According to Schwichtenberg (1993) “the discourses activated by the text of the Material Girl video are complex and contradictory”, paralleling Kellner’s opinion. Although the video depicts a strong, independent woman who places no value on wealth and who displays a tongue-in-cheek attitude to such a lifestyle, she is manipulated by the male character into thinking he is the opposite of what he appears to be.
Madonna’s antimaterialism and feminism
So, on one hand Madonna appears to be anti-materialist and upholding feminism views of being self-sufficient, whilst on the other hand she acquires both the man and his wealth without having actively sought them.
In such a way, Madonna is cleverly seen not to be endorsing bourgeois ideology whilst acquiring both wealth and love. Cleverly, Madonna created videos that attracted attention to her imagery through the use of fashion and her sexual appeal that could be read on different levels depending upon the individual viewpoint.
The interpretation of how consumers read meaning into Madonna’s work is looked at by Kellner (1995) and John Fiske (1987 and 1989), who each suggest an alternative view.
Kellner is suggesting Madonna’s work can be read on multiple levels allowing consumers to receive and interpret her representations in very different ways. In this way Madonna is able to employ “highly successful marketing moves that endeared her to large and varied youth audiences” (Kellner 1995).
Kellner is inferring that the audience cannot be viewed as ‘cultural dopes’ whereby the audience is “manipulated at will and against their own interests by the moguls of the culture industry” (Fiske 1987) which is explained by Michael Real (Exploring Media Culture 1996), who says “Madonna’s text is appropriated by the reader/viewer/listener as a meaningful discourse and is meaningfully decoded”.
Kellner acknowledges the importance of the audience being active in terms of their individual schema which allows a person to equate their own personal experiences and therefore to find them mirrored in Madonna’s work.
Young women, empowered by Madonna
For example, young women are empowered by Madonna to be in control of their own destiny and being able to ‘have it all’ in terms of love and money, whilst she also invites the possibility of interracial relationships and therefore appeals to an wider audience than just the white community. Fiske (1987), in contrast, argues that people can be expected to react in certain ways and that these responses are predictable based upon general assumptions about their group. In such a way Madonna is able to ‘hail’ (attract) certain types of people with certain messages and images.
For example, Madonna is able to attract males who would not otherwise be interested in her work by presenting herself as a sexually overt female, whereas she ‘hails’ young women because of her continually changing image in terms of new fashion, which calls into question whether Madonna is in fact an “agent of patriarchal hegemony” (Fiske 1987). In his In 1989 Fiske wrote again on the subject of Madonna in his book ‘Reading the Popular’ stating that he sees Madonna as a “site of semiotic struggle between the forces of patriarchal control and feminine resistance, of capitalism and the subordinate, of the adult and the young”.

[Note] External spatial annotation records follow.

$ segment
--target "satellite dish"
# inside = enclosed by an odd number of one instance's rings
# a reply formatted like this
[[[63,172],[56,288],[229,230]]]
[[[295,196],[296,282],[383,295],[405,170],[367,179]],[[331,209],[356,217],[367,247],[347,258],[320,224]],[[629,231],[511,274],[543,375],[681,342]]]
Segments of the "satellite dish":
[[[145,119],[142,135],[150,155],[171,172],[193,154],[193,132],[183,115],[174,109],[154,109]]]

Madonna is counter-hegemonic
Therefore, it can been seen that both Kellner and Fiske are supporting the idea that Madonna is counter-hegemonic but at the same time offers contradictions in regard to the interpretation of her work. In his article Kellner writes that Madonna has “helped bring marginal groups and concerns into the mainstream” but that there have been strong arguments against this, notably by bell hooks a black feminist who writes in her article ‘Madonna: Plantation Mistress or Soul Sister’ (www.thecriticalvoice. com) “… the image Madonna most exploits is that of the quintessential “white girl. ”
To maintain that image she must always position herself as an outsider in relation to black culture. It is that position of outsider that enables her to colonise and appropriate black experience for her own opportunistic ends even as she attempts to mask her acts of racist aggression as affirmation.” hooks is implying that Madonna favours the “blonde look” over her natural dark hair and is therefore using black culture to further her own ambitions rather than attacking racial issues. In ‘Deconstructing Madonna’ (Lloyd 1993) Andrew O’Hagan discusses one of Madonna’s most controversial videos, ‘Like a Prayer’ which “fuses religion and eroticism” (Kellner 1995) showing Madonna dancing very provocatively in front of burning crucifixes and involving images of the Ku Klux Klan.